I only had 2 bulbs on there for couple of years. I decided I wanted to put 2 more bulbs. I bought the energy saver bulbs they use 35w but equivalent to 75w. (Label on the light fixture says max 60w). The lights work perfectly but when I press the remote to turn off the light it won't turn off. Everything else works on the remote. I can stop the fan slow it down reverse etc.

I tried opening the fixture to see what's wrong. I saw a yellow round transmitter. All wires look good to me. 

Also I don't know what happened but when I was removing the light fixture cover and lowering the light. Something blew up. But everything still work in regards to the fan and the lights are still on. Even after I unplugged and plugged the plug that goes from the fan to the yellow round transmitter. (To reset the power to the light).
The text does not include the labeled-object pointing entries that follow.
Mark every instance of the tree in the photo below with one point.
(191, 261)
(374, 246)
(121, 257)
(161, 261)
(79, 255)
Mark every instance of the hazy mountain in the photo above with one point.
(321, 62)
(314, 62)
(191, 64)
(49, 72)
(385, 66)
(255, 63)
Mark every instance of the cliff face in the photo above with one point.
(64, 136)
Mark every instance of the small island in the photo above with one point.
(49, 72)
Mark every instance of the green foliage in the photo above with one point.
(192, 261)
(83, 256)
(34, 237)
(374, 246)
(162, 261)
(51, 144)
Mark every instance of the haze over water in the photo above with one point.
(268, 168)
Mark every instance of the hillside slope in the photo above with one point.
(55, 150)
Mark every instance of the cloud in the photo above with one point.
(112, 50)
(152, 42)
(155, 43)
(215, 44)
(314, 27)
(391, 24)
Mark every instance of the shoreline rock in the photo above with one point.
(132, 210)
But the light is still on.


What's the solution?


----------



## jmon (Nov 5, 2012)

I really don't know what the solution is, just a personal experience to share.
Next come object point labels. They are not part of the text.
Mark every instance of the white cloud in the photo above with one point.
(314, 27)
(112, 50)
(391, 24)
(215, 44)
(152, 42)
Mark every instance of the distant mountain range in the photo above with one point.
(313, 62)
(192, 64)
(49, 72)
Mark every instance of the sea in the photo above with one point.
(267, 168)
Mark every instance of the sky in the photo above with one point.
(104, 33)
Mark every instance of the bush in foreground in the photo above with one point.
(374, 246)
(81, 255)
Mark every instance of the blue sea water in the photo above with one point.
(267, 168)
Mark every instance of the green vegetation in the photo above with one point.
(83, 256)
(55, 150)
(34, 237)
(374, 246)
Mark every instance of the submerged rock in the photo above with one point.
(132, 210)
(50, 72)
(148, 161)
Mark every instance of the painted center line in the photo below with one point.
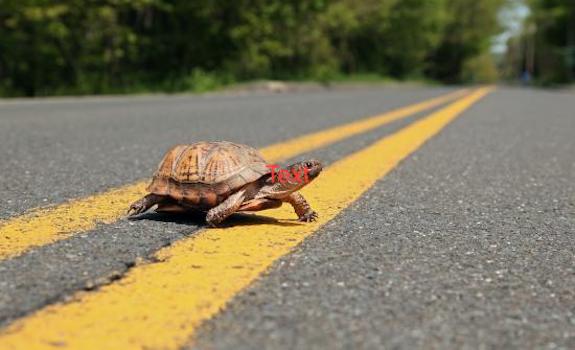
(159, 305)
(47, 225)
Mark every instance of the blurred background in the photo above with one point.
(50, 47)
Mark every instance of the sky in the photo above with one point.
(511, 17)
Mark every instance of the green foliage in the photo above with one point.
(553, 37)
(52, 47)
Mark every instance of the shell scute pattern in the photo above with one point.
(206, 172)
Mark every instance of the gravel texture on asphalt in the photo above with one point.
(54, 150)
(468, 244)
(90, 259)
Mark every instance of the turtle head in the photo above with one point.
(309, 170)
(294, 177)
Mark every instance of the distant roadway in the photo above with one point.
(446, 221)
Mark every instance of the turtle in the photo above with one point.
(221, 178)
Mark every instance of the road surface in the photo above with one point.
(446, 224)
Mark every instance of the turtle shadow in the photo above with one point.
(199, 219)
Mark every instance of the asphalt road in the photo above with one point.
(469, 243)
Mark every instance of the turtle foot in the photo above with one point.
(308, 217)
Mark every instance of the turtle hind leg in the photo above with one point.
(226, 208)
(145, 203)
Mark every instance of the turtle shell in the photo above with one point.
(203, 174)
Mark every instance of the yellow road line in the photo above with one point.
(159, 305)
(47, 225)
I had a similar problem, replaced all the electronics that control the fan with a new kit available at any big box store, everything works fine again. 

Some have batteries in the remote and transmitter others are hardwired in. Replace all the batteries first if this applies to you. They get weak over time. See if that helps.

I had nothing that blew up on me, so you may have damage something else. Please wait for the electricians to respond to your post. Thanks.


----------



## Ron6519 (Mar 28, 2007)

The, "something blew up" part would be the hint. Something shorted and possible damaged a component of the receiver in the light. You might need to replace the assembly.


----------



## funflyer (Dec 5, 2014)

Did you try to remove the bulbs you just installed? I have 2 remote light switches and when I use any bulb other than incandescent the remote has issues like yours.


----------



## nj2012 (Apr 5, 2014)

Ron6519 said:


> The, "something blew up" part would be the hint. Something shorted and possible damaged a component of the receiver in the light. You might need to replace the assembly.




But the problem started before that something blew up part happened.

It started as soon as I put the new bulbs in. The blowing up happened when I tried to see what the problem is and I most likely shorted something.


----------



## SwartzE (Oct 29, 2014)

Is it possible you are mixing low voltage bulbs (CFL or LEDs) with normal incandescent bulbs?

It's also possible the fan needs to be reprogrammed (with the remote control) for low voltage bulbs; otherwise the motor circuits mean that it may be discharging small amounts of voltage all the time - unless you tell the system you have voltage sensitive bulbs, it will keep doing so, which will generate light with non-incandescent bulbs.


----------



## nj2012 (Apr 5, 2014)

SwartzE said:


> Is it possible you are mixing low voltage bulbs (CFL or LEDs) with normal incandescent bulbs?
> 
> It's also possible the fan needs to be reprogrammed (with the remote control) for low voltage bulbs; otherwise the motor circuits mean that it may be discharging small amounts of voltage all the time - unless you tell the system you have voltage sensitive bulbs, it will keep doing so, which will generate light with non-incandescent bulbs.


Should I change the channels on both the remote and the transmitter?
but btw I removed the new bulbs and left the old 2 bulbs in and issue is still there.


----------



## rjniles (Feb 5, 2007)

You are using CFLs and they are interfering with the remote's signal. I have the same issue with my GDO if I install a LED or CFL. Use incadescents.


----------



## nj2012 (Apr 5, 2014)

Ok I'll try replacing the bulbs with incandescent ones and see what happens. Thanks


----------



## nj2012 (Apr 5, 2014)

Forgot to also mention it's a dimmable fixture and I forgot about that and just purchased regular CFL bulbs.


----------



## SwartzE (Oct 29, 2014)

nj2012 said:


> Forgot to also mention it's a dimmable fixture and I forgot about that and just purchased regular CFL bulbs.


:vs_bulb:

:biggrin2:


----------



## nj2012 (Apr 5, 2014)

SwartzE said:


> :vs_bulb:
> 
> :biggrin2:


I just remembered this lol and I always dim the light... :vs_mad:

Hopefully this fixes the issue.

Should I be worried about whatever blew up? no smoke nothing just a quick spark and that was it.


----------



## jimn (Nov 13, 2010)

Probably just I. If the CFLs


----------



## nj2012 (Apr 5, 2014)

Didn't work still.
I'm going to buy a new receiver.


----------